TensorFlow 2.x selected.


## Step 2: Importing the libraries

In [0]:
import tensorflow as tf
from tensorflow.keras.datasets import imdb

In [3]:
tf.__version__

'2.1.0'

## Step 3: Data Preprocessing

### Setting up the dataset parameters

In [0]:
number_of_words = 20000
max_len = 100

### Loading the IMDB dataset

In [6]:
(X_train, y_train), (X_test, y_test) = imdb.load_data(num_words=number_of_words)

Downloading data from https://storage.googleapis.com/tensorflow/tf-keras-datasets/imdb.npz


### Padding all sequences to be the same length 

In [0]:
X_train = tf.keras.preprocessing.sequence.pad_sequences(X_train, maxlen=max_len)

In [0]:
X_test = tf.keras.preprocessing.sequence.pad_sequences(X_test, maxlen=max_len)
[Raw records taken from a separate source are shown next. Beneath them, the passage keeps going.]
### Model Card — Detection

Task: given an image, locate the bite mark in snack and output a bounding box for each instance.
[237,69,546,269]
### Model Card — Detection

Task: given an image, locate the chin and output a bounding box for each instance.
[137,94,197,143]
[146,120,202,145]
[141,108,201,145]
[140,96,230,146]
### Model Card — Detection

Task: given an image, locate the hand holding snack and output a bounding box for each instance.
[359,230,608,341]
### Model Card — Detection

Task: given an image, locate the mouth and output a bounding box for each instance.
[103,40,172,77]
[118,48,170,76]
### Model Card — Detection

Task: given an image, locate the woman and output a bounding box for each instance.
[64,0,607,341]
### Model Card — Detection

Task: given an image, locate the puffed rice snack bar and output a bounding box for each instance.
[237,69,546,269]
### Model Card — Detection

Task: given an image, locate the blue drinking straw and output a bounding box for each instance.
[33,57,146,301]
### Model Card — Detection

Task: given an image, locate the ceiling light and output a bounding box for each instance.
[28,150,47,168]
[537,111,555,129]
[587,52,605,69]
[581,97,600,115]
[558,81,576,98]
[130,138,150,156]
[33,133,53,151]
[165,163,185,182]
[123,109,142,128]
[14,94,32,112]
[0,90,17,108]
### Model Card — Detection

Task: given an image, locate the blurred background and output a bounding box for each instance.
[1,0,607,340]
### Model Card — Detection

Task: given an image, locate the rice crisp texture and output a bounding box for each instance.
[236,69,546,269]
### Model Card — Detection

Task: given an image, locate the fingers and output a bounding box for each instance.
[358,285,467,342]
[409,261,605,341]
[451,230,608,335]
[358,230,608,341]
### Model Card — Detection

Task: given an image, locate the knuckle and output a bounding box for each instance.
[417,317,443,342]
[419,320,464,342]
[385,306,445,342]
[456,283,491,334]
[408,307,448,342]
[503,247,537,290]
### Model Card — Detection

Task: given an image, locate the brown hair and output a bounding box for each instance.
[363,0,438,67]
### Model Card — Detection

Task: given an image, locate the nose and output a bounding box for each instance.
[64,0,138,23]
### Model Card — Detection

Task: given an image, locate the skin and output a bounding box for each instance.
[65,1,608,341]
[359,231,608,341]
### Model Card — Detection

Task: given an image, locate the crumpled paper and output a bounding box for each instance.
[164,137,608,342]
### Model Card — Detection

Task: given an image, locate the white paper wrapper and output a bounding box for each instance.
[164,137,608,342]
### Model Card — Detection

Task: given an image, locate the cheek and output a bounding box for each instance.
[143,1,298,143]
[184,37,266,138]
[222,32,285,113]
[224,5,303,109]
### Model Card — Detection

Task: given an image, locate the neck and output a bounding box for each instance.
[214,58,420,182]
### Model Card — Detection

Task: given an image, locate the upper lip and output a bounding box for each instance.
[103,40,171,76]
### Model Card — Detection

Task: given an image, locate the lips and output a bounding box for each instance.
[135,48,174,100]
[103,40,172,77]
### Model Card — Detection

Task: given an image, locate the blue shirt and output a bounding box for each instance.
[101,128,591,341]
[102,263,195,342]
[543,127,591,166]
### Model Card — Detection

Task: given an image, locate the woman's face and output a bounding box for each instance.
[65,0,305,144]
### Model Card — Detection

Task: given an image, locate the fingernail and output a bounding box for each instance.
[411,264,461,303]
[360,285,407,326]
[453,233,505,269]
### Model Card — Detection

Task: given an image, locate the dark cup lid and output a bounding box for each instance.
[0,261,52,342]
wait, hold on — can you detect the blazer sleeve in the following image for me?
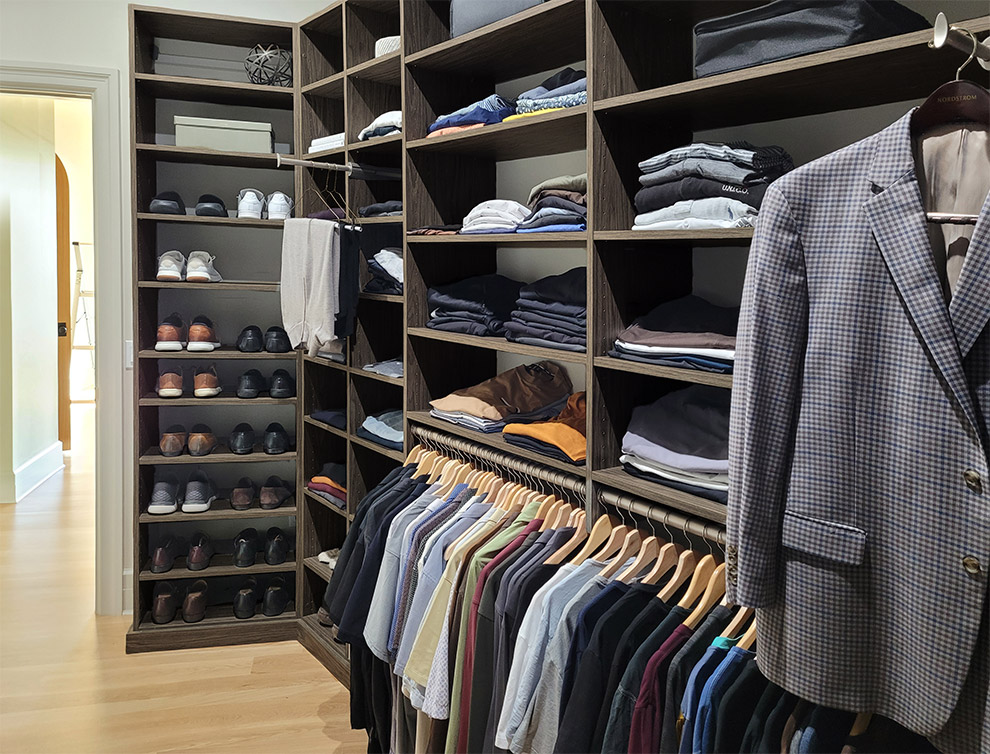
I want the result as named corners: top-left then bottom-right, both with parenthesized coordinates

## Step 4: Building a Recurrent Neural Network

### Defining the model

In [0]:
model = tf.keras.Sequential()

### Adding the embedding layer

In [0]:
model.add(tf.keras.layers.Embedding(input_dim=number_of_words, output_dim=128, input_shape=(X_train.shape[1],)))

### Adding the LSTM layer

- units: 128
- activation: tanh

In [0]:
model.add(tf.keras.layers.LSTM(units=128, activation='tanh'))

### Adding the output layer

- units: 1
- activation: sigmoid

In [0]:
model.add(tf.keras.layers.Dense(units=1, activation='sigmoid'))

### Compiling the model

In [0]:
model.compile(optimizer='rmsprop', loss='binary_crossentropy', metrics=['accuracy'])

In [14]:
model.summary()

Model: "sequential"
_________________________________________________________________
Layer (type)                 Output Shape              Param #   
embedding (Embedding)        (None, 100, 128)          2560000   
_________________________________________________________________
lstm (LSTM)                  (None, 128)               131584    
_________________________________________________________________
dense (Dense)                (None, 1)                 129       
Total params: 2,691,713
Trainable params: 2,691,713
Non-trainable params: 0
_________________________________________________________________


### Training the model

In [15]:
model.fit(X_train, y_train, epochs=3, batch_size=128)

Train on 25000 samples
Epoch 1/3
Epoch 2/3
Epoch 3/3


<tensorflow.python.keras.callbacks.History at 0x7f8fd2460f98>

### Evaluating the model

In [16]:
test_loss, test_acurracy = model.evaluate(X_test, y_test)



In [17]:
print("Test accuracy: {}".format(test_acurracy))

Test accuracy: 0.8468800187110901